Salah satu penyakit jantung yang bisa dialami sejak bayi adalah penyakit jantung bawaan. Penyakit jantung bawaan merupakan kelainan bawaan bayi saat lahir akibat pembentukan jantung yang tidak sempurna ketika masih dalam kandungan. Pembentukkan jatung pada janin sendiri mulai terjadi pada masa awal kehamilan dan hampir selesai pada 4 minggu setelah pembuahan, yaitu kerika seorang ibu baru menyadari kehamilannya. Maka dari itu, penting bai setiap ibu yang sedang merencanakan kehamilan untuk menjaga kesehatan dan asupannutrisinya ketika mempersiapkan dan selama periode kehamilan.

Penyakit jantung bawaan ini bisa dideteksi sejak lahir. Penyakit jantung bawaan ini dikelompokkan menjadi 2 jenis, yaitu biru dan tidak biru.

  • Penyakit jantung bawaan biru (sianotik) lebih cepat menimbulkan gejala dan paling mudah dikenali. Gejala yang paling sering ditemukan adalah bayi menjadi biru ketika menangis (bibir, kuku, dan lidah menjadi). Wajah bayi tampak pucat dan biur, ujung tangan dan kaki juga kuku terlihat kebiruan akibat kurangnya aliran darah.
  • Penyakit jantung bawaan tidak biru (non-siantonik), yaitu penyakit jantung bawan yang tidak menimbulkan warna kebiruan pada aank. Penyakit jantung bawaan nonsianotik ini umumnya menimbulkan gejala gagal jantung, ditandai dengan sesak yang memberat ketika menetek/beraktvitas, bengkak pada wajah, anggota gerak, dan perut, serta gangguan pertumbuhan yang menyebabakn kekurangan gizi.
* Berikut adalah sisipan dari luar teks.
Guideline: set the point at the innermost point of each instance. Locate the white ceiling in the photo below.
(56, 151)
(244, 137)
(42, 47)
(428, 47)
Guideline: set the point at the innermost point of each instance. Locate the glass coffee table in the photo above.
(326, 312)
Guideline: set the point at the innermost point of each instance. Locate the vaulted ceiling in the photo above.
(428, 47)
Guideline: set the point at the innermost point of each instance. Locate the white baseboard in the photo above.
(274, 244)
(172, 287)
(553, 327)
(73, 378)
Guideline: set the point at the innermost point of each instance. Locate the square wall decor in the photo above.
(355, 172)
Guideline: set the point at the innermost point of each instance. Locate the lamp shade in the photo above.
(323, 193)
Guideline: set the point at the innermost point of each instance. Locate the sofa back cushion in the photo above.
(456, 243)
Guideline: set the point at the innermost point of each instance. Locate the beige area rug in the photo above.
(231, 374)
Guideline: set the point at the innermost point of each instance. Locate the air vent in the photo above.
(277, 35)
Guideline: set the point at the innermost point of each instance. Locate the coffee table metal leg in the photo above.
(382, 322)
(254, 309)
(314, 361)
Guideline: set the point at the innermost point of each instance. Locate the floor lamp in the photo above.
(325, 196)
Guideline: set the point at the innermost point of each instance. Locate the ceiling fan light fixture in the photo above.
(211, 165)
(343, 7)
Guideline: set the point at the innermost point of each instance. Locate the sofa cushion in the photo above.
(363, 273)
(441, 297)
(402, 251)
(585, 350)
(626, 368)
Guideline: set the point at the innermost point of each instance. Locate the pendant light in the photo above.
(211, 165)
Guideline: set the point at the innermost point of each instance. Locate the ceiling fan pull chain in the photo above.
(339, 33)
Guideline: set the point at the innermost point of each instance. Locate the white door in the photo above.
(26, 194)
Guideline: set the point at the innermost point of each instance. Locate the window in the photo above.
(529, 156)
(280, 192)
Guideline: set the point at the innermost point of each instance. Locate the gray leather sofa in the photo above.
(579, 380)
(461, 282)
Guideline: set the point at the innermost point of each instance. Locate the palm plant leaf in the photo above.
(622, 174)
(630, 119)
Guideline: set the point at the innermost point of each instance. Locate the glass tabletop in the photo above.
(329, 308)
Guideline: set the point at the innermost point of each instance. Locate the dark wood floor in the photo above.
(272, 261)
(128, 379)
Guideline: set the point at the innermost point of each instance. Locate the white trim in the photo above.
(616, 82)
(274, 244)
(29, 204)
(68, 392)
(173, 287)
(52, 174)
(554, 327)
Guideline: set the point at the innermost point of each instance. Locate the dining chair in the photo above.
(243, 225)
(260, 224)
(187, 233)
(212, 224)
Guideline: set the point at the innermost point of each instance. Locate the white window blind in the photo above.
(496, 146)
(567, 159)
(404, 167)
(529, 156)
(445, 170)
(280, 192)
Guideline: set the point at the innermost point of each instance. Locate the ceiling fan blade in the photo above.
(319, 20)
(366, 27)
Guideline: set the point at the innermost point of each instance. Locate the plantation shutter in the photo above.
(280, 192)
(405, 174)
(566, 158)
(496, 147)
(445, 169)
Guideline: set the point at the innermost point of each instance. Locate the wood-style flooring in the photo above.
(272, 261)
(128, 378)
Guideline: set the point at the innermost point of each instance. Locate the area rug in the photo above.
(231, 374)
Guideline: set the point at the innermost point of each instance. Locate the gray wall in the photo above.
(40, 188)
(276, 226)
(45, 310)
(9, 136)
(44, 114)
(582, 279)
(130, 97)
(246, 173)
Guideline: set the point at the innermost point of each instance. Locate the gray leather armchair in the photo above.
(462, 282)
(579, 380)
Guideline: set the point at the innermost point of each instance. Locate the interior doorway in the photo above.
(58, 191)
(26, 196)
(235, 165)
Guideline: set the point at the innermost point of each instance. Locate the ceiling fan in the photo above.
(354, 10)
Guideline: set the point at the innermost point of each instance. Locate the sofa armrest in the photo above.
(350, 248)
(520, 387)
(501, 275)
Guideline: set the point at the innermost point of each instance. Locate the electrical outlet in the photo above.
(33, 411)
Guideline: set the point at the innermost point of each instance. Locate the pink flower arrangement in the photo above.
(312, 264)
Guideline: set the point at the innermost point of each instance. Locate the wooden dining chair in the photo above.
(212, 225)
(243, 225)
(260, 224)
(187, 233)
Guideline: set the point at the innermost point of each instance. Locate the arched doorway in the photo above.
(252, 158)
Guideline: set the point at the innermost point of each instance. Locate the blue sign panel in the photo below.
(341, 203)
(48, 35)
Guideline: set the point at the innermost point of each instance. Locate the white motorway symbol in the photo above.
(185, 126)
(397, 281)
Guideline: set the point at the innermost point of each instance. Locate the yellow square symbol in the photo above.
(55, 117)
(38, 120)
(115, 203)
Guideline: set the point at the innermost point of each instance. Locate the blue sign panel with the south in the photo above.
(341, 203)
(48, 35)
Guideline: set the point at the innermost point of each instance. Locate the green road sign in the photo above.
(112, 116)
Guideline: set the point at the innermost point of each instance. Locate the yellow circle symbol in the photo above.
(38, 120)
Baca juga : Obat Jantung Bocor Anak

Namun, pada umumnya bagi dengan penyakit jantung bawaan tidak menunjukkan gejala, maka perhatikan jika bayi memperlihatkan gejala berikut :

  • Keringat dingin atau pucat
  • Detak jantung terlihat lebih cepat
  • Sering mengalami infeksi saluran pernapasan
  • Pertumbuhan terhambat (berat badan sulit naik)
  • Bayi sering berhenti menyusu, karena napasnya tersengal-sengal
  • Kulit kebiruan, terutama jika aktivitas meningkat seperti menangis
  • Mudah lelah, anak berjalan sebentar kemudian jongkok atau berhenti

Jika gejala tersebut muncul, segera bawa anak kedokter untuk dilakukan pemeriksaan lebih lanjut untuk memastikan jenis kelainan jantung pada anak. Semoga bermanfaat.